Vault Managed  Certificates

A vault-agent exists on all hosts in the system to manage certificates for two classifications of services:

  1. Services fully managed by Vault are MinIO, Kubelet, and etcd.

  2. Services that have their certificates managed by Vault, but that are not automatically restarted due to the risk of system disruptions. These certificates will be picked up during an upgrade or the Operations team can schedule a restart window at their convenience. The services are Cassandra, Kafka, and Calico.

The vault-managed certificate time to live is 8760 hours (365 days) and is configured by setting the vault_cert_expiry_hours variable in group_vars/all/deployment_vars.yml file. You can update the interval by running the upgrade-pki.yml playbook. This operation restarts MinIO, etcd, and kubelet and should be performed during a maintenance window.

Adding External Certificates to MSX

If you have an SD-WAN deployment with vManage connected, you must copy your external certificates and import them into the centralized MSX keystore. If you do not perform this procedure, then vManage will not function.

To add your certificates:

  1. Change to the Ansible directory.

    cd /msx-4.0.0/ansible
  2. Set the environment variable for the Ansible Vault password:

    export ANSIBLE_VAULT_PASSWORD_FILE=<vault_pwd_path>

    Where:

    <vault_pwd_path> = /msx-4.0.0/ansible/vault/password.txt
  3. Create the folder for the external certificates.

    mkdir external_certs
  4. Copy your external certificates into the folder.

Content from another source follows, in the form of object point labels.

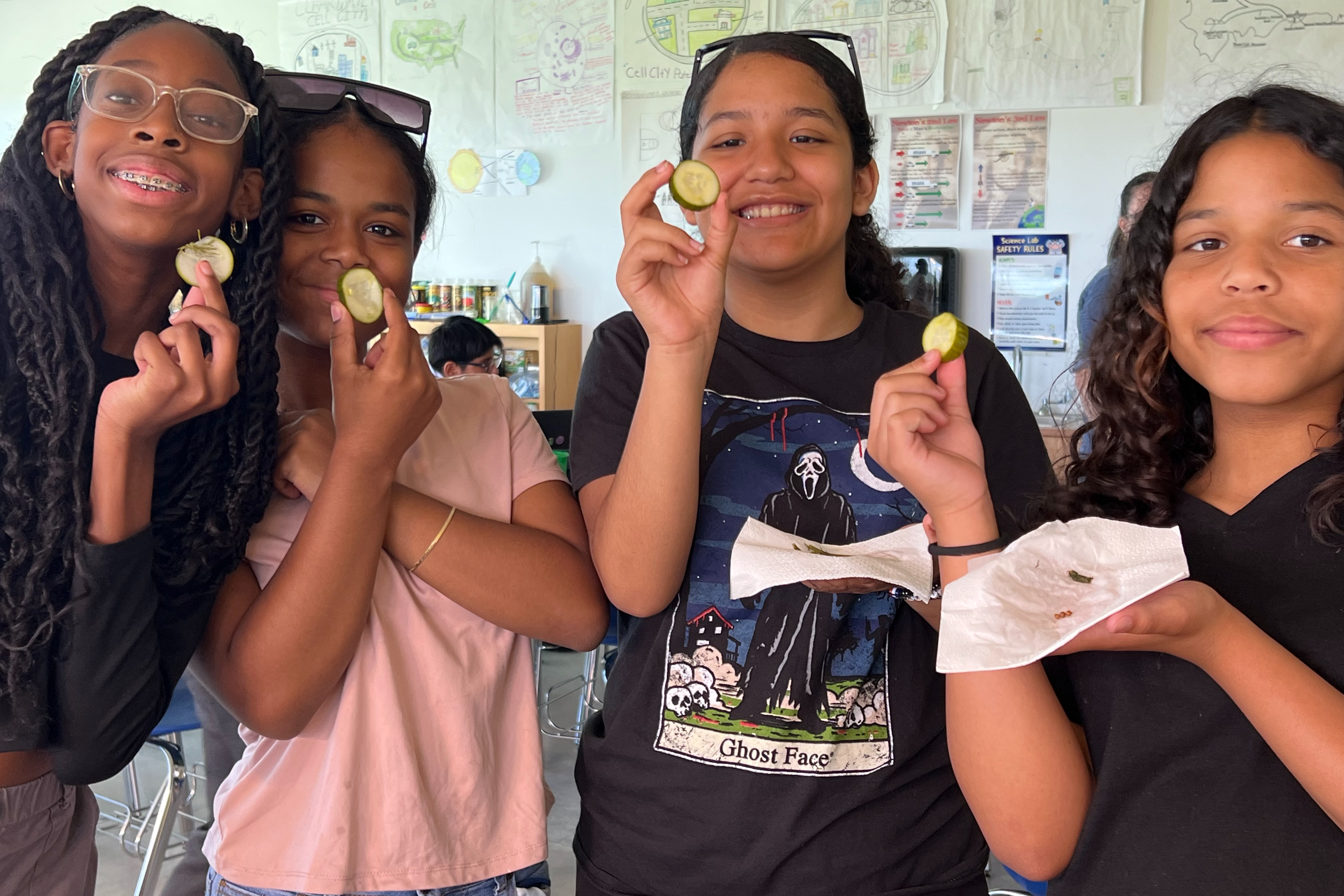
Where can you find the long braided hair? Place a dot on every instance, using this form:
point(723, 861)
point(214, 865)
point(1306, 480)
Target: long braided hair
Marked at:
point(212, 473)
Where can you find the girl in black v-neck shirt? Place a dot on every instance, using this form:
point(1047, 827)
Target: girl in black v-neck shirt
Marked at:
point(1211, 712)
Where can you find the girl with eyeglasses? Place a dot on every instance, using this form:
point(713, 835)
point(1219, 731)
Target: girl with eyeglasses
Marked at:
point(375, 643)
point(461, 346)
point(134, 456)
point(788, 742)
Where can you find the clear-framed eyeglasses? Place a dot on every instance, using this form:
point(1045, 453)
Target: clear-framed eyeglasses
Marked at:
point(123, 95)
point(491, 365)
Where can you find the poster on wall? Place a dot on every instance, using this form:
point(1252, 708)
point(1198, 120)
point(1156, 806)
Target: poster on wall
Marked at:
point(1009, 171)
point(1218, 49)
point(331, 38)
point(1015, 54)
point(925, 160)
point(656, 39)
point(901, 45)
point(557, 72)
point(648, 136)
point(444, 52)
point(1030, 292)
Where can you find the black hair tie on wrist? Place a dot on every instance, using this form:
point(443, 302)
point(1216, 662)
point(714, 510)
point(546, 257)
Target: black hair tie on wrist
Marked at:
point(939, 551)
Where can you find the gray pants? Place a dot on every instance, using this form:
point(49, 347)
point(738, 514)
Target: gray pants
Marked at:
point(46, 839)
point(224, 750)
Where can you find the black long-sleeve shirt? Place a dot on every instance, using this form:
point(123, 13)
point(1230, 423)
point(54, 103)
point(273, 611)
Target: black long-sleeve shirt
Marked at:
point(105, 679)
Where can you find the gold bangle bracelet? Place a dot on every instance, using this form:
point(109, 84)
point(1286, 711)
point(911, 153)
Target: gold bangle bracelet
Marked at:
point(432, 545)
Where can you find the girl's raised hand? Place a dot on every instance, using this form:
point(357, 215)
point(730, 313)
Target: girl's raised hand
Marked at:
point(384, 404)
point(178, 381)
point(922, 434)
point(1181, 620)
point(673, 283)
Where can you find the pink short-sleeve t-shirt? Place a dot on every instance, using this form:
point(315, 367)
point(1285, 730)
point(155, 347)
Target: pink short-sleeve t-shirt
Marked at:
point(424, 766)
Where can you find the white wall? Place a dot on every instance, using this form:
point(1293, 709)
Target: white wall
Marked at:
point(573, 210)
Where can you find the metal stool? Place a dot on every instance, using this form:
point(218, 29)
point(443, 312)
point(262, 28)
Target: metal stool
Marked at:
point(148, 829)
point(596, 663)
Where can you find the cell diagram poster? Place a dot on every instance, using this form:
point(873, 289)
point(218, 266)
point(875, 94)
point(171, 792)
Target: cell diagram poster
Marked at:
point(331, 38)
point(557, 72)
point(656, 39)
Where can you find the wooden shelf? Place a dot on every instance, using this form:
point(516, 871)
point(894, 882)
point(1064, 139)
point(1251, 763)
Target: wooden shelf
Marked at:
point(557, 347)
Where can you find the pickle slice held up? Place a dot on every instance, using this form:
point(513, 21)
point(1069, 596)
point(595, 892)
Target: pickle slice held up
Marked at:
point(948, 335)
point(694, 186)
point(361, 292)
point(209, 249)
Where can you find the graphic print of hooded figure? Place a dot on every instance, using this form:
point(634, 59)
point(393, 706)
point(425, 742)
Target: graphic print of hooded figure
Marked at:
point(791, 648)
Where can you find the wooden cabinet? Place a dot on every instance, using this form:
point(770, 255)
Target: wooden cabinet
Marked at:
point(558, 348)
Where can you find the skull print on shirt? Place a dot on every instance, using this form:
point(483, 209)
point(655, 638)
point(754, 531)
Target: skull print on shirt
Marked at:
point(791, 680)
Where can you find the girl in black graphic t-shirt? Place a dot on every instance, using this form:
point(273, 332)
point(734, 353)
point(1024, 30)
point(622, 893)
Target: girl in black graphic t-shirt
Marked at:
point(1211, 741)
point(788, 742)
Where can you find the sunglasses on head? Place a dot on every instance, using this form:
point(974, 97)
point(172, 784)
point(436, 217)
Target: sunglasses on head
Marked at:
point(323, 93)
point(814, 35)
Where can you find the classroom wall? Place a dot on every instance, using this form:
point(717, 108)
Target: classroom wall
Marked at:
point(573, 210)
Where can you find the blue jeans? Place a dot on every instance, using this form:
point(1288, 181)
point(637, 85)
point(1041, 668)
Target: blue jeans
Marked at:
point(502, 886)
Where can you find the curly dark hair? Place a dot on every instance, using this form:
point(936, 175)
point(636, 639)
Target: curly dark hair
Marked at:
point(1154, 426)
point(212, 473)
point(871, 273)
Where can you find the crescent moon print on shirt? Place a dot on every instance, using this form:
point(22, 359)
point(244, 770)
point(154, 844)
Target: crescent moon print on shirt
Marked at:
point(791, 680)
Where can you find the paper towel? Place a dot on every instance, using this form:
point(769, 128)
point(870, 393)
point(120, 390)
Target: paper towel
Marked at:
point(1018, 606)
point(764, 557)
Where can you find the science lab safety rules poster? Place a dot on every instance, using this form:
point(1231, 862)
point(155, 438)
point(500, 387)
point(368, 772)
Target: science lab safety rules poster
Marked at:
point(1030, 288)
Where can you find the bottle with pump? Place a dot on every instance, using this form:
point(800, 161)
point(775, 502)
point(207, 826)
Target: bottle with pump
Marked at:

    cp <path>/custom.pem /msx-4.0.0/ansible/external_certs
  5. Run this playbook as many times as necessary to import each certificate into the MSX keystore.

    ansible-playbook add-external-ca.yml -e "pem_file=<custom.pem> alias=<custom_alias>"

    Where:

    pem_file is the name of the external security certificate file.

    alias is a user-friendly name under which the certificate will be stored in the keystore. Each alias must be unique.

  6. Restart the Viptelabeat service.

    ansible -m shell -a "kubectl rollout restart statefulset viptelabeat -n vms" kube_master[0]